Incrementally salvaging stateVersion

Edit: Proposal on hold; see update.


system.stateVersion is widely acknowledged to be an imperfect thing. I’d like to propose incrementally augmenting it with a less imperfect thing.

Problems I want to address:

  1. Users, new and old, perennially want to update system.stateVersion. We can tell them not to until we’re blue in the face, but there’s a certain kind of OCD computer toucher who simply cannot allow anything that looks like a date in their system config to be more than a year old; and the NixOS community has, I would wager, more than the base rate of such users. Some have suggested we mollify these users by making stateVersion not look like a date, but I think that’s letting the tail wag the dog. It’s not entirely unreasonable to want to migrate your system state periodically to conform to current best practices. The biggest problem with actually doing so is that:
  2. The effects of system.stateVersion are opaque. The number of modules that use it is in the dozens — not impossible to manually review, especially given that many of those modules you can know are not relevant to your system, but enough to make it possible for something to slip through if you are less than maximally careful. And even if you are careful:
  3. Updating system.stateVersion is all-or-nothing. You have to migrate the data for every module that uses it at once, which increases both the risk of getting it wrong and the cost of doing it at all. AFAIK, there are no intermodule dependencies using system.stateVersion — no module assumes that another module will operate in a certain way because of the current value of system.stateVersion — so there’s no reason for it to be this way, other than avoiding the clutter of a lot of individual stateVersion definitions.
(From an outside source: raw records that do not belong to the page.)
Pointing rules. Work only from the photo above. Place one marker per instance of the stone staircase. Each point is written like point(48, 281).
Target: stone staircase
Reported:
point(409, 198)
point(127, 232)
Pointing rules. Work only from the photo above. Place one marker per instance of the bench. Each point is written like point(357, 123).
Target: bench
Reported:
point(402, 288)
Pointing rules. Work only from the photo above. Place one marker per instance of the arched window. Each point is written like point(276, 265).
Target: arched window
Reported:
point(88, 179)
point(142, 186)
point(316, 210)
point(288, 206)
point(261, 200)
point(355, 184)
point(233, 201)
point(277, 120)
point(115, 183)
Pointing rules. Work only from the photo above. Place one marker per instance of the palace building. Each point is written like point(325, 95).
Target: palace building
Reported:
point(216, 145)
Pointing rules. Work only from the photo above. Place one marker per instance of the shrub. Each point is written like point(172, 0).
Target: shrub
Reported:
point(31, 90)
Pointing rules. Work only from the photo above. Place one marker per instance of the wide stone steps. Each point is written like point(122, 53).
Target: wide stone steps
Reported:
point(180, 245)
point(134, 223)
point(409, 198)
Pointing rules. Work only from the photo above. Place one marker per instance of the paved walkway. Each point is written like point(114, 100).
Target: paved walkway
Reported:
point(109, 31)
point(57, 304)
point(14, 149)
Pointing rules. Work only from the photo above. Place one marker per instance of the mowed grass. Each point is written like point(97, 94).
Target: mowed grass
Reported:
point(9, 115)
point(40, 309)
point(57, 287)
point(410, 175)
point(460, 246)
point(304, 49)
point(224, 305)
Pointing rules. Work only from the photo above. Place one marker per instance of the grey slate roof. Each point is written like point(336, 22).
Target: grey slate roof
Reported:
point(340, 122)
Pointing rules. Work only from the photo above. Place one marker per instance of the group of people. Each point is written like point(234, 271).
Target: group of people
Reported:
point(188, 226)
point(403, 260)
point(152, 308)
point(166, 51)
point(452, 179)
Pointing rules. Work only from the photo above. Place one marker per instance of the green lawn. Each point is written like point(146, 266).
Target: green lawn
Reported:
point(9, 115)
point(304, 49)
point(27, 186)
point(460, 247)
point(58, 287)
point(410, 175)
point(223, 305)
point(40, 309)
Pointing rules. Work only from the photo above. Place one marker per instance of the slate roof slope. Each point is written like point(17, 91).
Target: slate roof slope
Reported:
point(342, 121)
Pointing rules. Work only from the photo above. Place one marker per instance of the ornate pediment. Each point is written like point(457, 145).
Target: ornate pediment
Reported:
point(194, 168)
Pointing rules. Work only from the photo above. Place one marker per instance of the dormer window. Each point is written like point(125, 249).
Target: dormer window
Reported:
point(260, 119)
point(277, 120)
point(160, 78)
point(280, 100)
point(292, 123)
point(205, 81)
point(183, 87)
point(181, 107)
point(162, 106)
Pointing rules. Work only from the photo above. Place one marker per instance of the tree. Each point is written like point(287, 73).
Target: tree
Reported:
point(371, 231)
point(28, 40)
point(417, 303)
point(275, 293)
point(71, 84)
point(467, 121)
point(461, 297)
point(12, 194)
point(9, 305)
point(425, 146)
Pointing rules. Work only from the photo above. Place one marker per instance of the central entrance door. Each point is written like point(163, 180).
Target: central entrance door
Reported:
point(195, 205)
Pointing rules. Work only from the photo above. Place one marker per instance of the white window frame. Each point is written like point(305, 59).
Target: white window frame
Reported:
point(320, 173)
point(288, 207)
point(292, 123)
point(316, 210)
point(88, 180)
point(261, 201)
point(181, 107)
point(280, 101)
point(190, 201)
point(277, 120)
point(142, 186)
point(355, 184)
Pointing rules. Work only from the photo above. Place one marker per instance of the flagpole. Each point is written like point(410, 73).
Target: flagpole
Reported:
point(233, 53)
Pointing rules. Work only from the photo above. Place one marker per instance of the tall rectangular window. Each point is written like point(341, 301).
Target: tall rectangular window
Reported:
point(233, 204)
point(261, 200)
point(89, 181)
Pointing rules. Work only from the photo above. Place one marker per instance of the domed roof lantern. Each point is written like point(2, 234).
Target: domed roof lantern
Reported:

I’d like to get some support for doing the following:

  • Declare a new option system.moduleStateVersions of type attrsOf int. Nothing should depend on this option, and it’ll only be really useful once we’ve done more work, but we can create it now.
  • On a per-module basis, for modules that use or want to start using system.stateVersion, use the following pattern:
    • Declare a new stateVersion option for that module (services.whatever.stateVersion) of type int. It should take a default value that depends on system.stateVersion. Nothing else in the module may depend on system.stateVersion. Everything you want to version depends on the module-local stateVersion instead. (Edit: Original credit to @ElvishJerricco for seeding this idea in my brain a year ago, apparently.)
    • Inside the config = lib.mkIf cfg.enable block, set system.moduleStateVersions."services.whatever" = cfg.stateVersion;.
  • Put the above in the NixOS documentation.

Example module:

{ config, lib, pkgs, ... }:
let
  cfg = config.services.whatever;
in
{
  options.services.whatever = {
    enable = lib.mkEnableOption "whatever";
    # or: stateVersion = lib.mkStateVersionOption "the whatever service" config [ "23.11" "25.05" "26.05" ];
    stateVersion = lib.mkOption {
      description = ''
        Versions the format of persistent state used by the whatever
        service. Changing this value requires understanding the
        module well enough to be able to migrate this state by hand.
      '';
      type = lib.types.int;
      default = lib.lists.findFirstIndex (lib.versionOlder config.system.stateVersion) 3 [ "23.11" "25.05" "26.05" ];
      defaultText = ''
        Depends on system.stateVersion:
          if >= 26.05: 3
          if >= 25.05: 2
          if >= 23.11: 1
          otherwise: 0
      '';
    };
  };

  config = lib.mkIf cfg.enable {
    systemd.services.whatever = {
      # ...
      something = if cfg.stateVersion >= 3 then "newest" else "legacy";
      somethingElse = if cfg.stateVersion >= 1 then "modern-ish" else "really-old";
    };
    system.moduleStateVersions."services.whatever" = cfg.stateVersion;
  };
}

Doing this incrementally immediately solves problem 3 for the modules that have been incrementally updated. By setting services.whatever.stateVersion themselves, users have a way to locally migrate modules one at a time instead of being forced into doing it all at once. Clutter is still avoided in the default case because these options take their default from system.stateVersion.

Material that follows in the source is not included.